I like.... uh.... Hopper and Chief, I guess. Or was it Chow...? Anyway, I want Kabuki in my town. I join pleez! :D


----------



## hopeandjoy (Dec 31, 2008)

I'd like to join. I get my FC later.

I have Tangy and that makes me happy.


----------



## Flora (Dec 31, 2008)

I'll join.  I'll have to get my FC later.

I want Goldie _soooooooooo_ bad. Grah.


----------



## Terry. T. (Jan 1, 2009)

Yeah, my best pal Paul has a crush on Purrl.


----------



## Flora (Jan 1, 2009)

It could be weirder:

I had a crush on Kabuki after he moved to my town in the original.

Ever seen what Kabuki looks like?

Yeah.


----------



## Darksong (Jan 1, 2009)

Yes, his face is covered with red stripes. That's how he got his name.

I once had a crush on Benedict :D


----------



## Flora (Jan 1, 2009)

XP

Then apparently my character concieved. o.o

IT MAKES NO SENSE!!


----------



## Terry. T. (Jan 1, 2009)

Wolfgang knows me from Wild World but I never transferred. I'm a red head Pikachu currently.
I need friend codes.


----------



## Peegeray (Jan 1, 2009)

i'll join
1762-6844-0745
name: lucy
town: sinnoh
i've been playing since christmas day, it's a pretty fun game, even though it is very similar to wild world
this is my character's design at the moment


----------



## Terry. T. (Jan 1, 2009)

^Me too! I'll add you. We can play in an hour.?

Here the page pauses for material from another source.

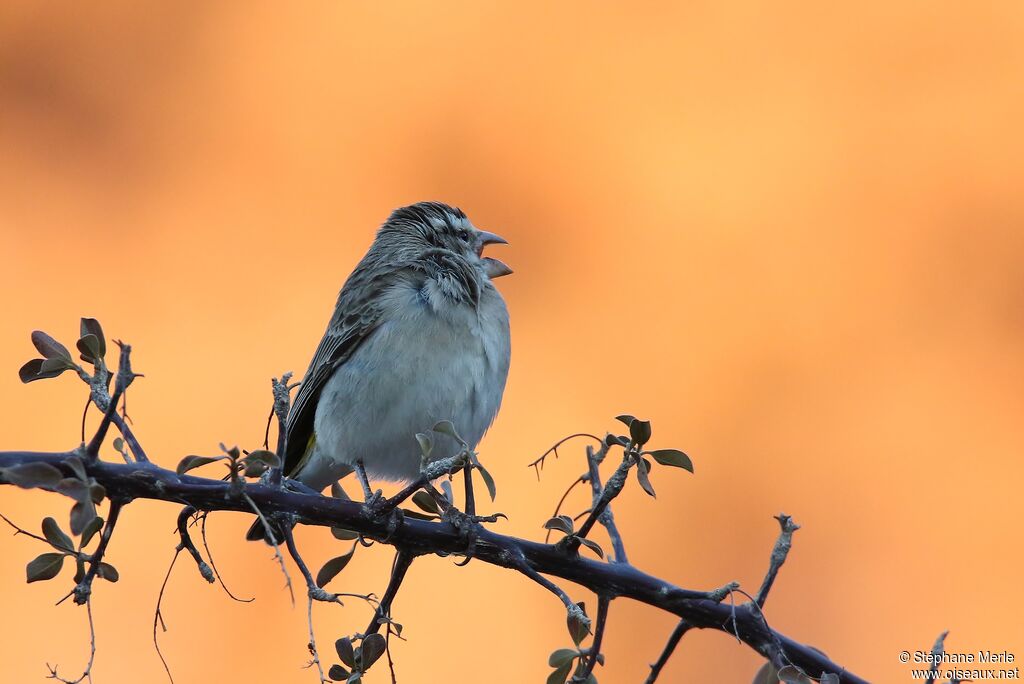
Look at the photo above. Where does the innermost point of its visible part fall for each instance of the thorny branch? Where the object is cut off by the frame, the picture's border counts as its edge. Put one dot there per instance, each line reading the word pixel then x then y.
pixel 458 532
pixel 616 580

EDIT-Philly is first to be banned, =(


----------



## ijy (Jan 2, 2009)

i will join. name-felgrand town-890(don't ask)


----------



## Terry. T. (Jan 2, 2009)

Okay. Accepted.


----------



## Mad MOAI (Jan 3, 2009)

I had a crush on Kabuki. I like him best, but I don't have a favorite character :[


----------



## Flora (Jan 3, 2009)

^ I'M NOT ALONE IN MY WEIRDNESS. ^^


----------



## Terry. T. (Jan 3, 2009)

^Nice point.^ I have a crush on Pelly and Mallary. I like Static, he's a Pachirisu lookalike.


----------



## Flora (Jan 3, 2009)

...Now that I think about it, you're right.  Hehe.


----------



## Terry. T. (Jan 6, 2009)

^Nice point.


----------



## Darksong (Jan 7, 2009)

Benedict says he lost his key... does anyone know how to fix this? It says his door is locked...


----------



## Terry. T. (Jan 7, 2009)

I don't know. Dig it up, I guess.


----------



## Flora (Jan 7, 2009)

If you talk to him again, he'll say something about the river.  Fish for it.

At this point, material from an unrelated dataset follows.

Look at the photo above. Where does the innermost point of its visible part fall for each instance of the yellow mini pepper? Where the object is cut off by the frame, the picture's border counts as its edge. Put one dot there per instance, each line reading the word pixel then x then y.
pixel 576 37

EDIT:  Then again this is probably too late to do so. He'll be fine.


----------



## Darksong (Jan 8, 2009)

Yeah. He said he probably dropped it when he went swimming in the river. XD

It's been about a day since I asked him... and I don't have the Wii right now anyway.

It's fine. I'll do that next time.


----------



## Terry. T. (Jan 8, 2009)

^Right. You CAN get a nice prize. I got 1,500 Bells.


----------